Он согласно кивает и прибавляет газу. Мотоцикл злобно взрыкивает и выбрасывает из-под заднего колеса куски дерна. Длинные волосы Гильзы хлещут меня по лицу, все время приходится уклоняться. Поворачиваюсь назад и взглядом спрашиваю у мальчика как дела. Высунув из-за широкой спины водителя восторженную мордашку, он показывает большой палец и сразу же снова хватается за кожаную куртку, чтобы не вылететь из седла.
Похоже, этот исполинский город переживает не лучшие времена. На окраине каменными сугробами лежат три разрушенных взрывами небоскреба. Такое впечатление, что взрывчатка была заложена где-то в подвале, у основания, и от этого здания при взрыве как бы провалились внутрь себя самих. А в остальном - нормальный современный город, в котором идут обычные уличные бои. В армии я успел на это насмотреться. Когда за ничтожно малый срок большой цветущий город, живущий мирной жизнью, превращается в военный полигон. Когда клумбы вместо цветов засажены свинцом, а трупы не успевают убирать с улиц.

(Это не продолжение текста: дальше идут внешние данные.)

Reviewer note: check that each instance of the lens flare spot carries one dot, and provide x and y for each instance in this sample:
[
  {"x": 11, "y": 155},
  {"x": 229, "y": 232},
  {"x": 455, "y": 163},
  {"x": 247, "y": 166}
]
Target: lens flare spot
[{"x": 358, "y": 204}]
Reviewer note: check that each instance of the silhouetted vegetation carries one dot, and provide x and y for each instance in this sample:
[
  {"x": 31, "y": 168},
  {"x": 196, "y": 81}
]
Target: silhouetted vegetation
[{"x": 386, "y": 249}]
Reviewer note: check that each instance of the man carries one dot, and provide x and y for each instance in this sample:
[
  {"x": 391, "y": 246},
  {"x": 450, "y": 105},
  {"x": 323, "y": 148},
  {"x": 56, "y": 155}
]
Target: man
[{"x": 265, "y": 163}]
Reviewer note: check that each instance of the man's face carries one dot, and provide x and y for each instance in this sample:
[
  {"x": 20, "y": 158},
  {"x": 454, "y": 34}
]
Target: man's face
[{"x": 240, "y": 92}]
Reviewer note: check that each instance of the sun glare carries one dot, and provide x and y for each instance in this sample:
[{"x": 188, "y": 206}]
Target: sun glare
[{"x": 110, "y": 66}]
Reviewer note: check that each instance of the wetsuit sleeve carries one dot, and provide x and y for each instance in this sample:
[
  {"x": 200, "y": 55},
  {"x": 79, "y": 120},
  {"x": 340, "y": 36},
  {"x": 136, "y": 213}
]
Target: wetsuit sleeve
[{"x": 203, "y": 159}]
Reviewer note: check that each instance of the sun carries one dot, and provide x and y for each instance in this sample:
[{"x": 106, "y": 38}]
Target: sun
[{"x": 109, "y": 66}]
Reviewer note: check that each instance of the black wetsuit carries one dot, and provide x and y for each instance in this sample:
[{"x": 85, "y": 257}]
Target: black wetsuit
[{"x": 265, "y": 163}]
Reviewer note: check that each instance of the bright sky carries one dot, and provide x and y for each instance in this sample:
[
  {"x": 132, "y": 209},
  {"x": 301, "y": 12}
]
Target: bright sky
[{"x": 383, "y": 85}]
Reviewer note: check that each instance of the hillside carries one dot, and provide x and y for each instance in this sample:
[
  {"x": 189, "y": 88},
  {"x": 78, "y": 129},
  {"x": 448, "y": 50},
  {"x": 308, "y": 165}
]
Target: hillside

Где-то справа прострекотала одинокая очередь, но никто из мотоциклистов даже головы не повернул.
Мы медленно движемся по широким, но захламленным улицам, петляя между останками машин и кучами битого кирпича. Грязь и запустение неимоверные. Окна смотрят на нас разбитыми, а часто и закопченными глазницами. Шастают, гремя ребрами дикие собаки.

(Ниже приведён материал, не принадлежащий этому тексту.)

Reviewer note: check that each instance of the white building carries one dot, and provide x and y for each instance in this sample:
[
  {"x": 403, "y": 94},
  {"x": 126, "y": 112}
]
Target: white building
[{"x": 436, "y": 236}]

Кое-где мелькают человеческие фигуры.
Перед нами быстро, как стайка крыс перебежала дорогу группка людей с какими-то клумаками в руках и скрылась в подворотне. Чумазое детское лицо высунулось из окна на втором этаже на шум моторов, но тут же испуганно спряталось.

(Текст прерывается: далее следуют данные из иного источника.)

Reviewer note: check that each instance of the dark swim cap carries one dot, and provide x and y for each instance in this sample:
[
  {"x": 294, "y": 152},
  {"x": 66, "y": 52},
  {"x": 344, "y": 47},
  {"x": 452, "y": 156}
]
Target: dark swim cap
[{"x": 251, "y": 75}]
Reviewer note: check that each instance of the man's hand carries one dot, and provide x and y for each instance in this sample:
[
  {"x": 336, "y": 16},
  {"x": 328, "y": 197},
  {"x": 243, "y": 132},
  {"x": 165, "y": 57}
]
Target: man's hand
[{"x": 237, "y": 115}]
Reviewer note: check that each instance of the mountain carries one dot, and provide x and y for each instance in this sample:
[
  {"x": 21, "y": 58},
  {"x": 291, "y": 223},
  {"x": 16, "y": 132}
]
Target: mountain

Мотоциклисты передвинули оружие поближе и начали нервно поглядывать по сторонам.
Былое спокойствие сменилось осторожностью.
– Чужой район. Обычно мы здесь не появляемся, но сейчас бензин на исходе.
Приходится ехать коротким путем, - пояснил Гильза.
На стене разгромленной закусочной надпись корявыми буквами: "Во имя чистоты души" а рядом два распятых на больших оконных рамах обнаженных тела с выколотыми глазами. Мужчина и женщина. Неожиданно, они шелохнулись, и я от испуга чуть из седла не выпал, так как считал их мертвыми. Пустые глазницы повернулись на шум моторов, а пересохшие губы зашевелились в беззвучной мольбе. Тучи мух роятся вокруг многочисленных ран на теле. От такого зрелища аж мороз по коже идет.
– Стой, - резко хлопаю по плечу водителя.
– Чего надо?
– не останавливаясь, поворачивается он ко мне.
– Там люди!
– указываю рукой на извивающиеся тела.
– Надо помочь!
– Это отступники, - нахмурился Гильза.
– Да хоть святые мученики!
– ору ему в ухо.
– Они же люди!
– Это территория святош и мы здесь не вправе…
– Какие еще к черту святоши?
– я уже готов спрыгнуть на ходу с мотоцикла.
Гильза резко ударил по тормозам, и тяжелый мотоцикл пошел юзом пока не остановился, уткнувшись передним колесом в поваленный столб.
– А вот такие, - хмуро произнес он, сдвигая очки-консервы на лоб.
– Накаркал! Ох, как чуял, что надо длинным путем ехать. Лучше б несколько километров прокатили мотоциклы или послали кого за бензином чем с этими встречаться.
Этими оказались полтора десятка рослых фигур в черных длинных балахонах с надвинутыми на лицо капюшонами преградившие цепью нам путь. В руках длинные винтовки с примкнутыми штыками. Похожи на трехлинейки образца второй мировой войны, только штыки длиннее и с односторонней режущей кромкой испещренной мелкими зубьями. Вместо поясов толстые сложенные вдвое веревки, на шеях тяжелые четки с непонятной символикой, похожей на свернувшегося в материнской утробе зародыша.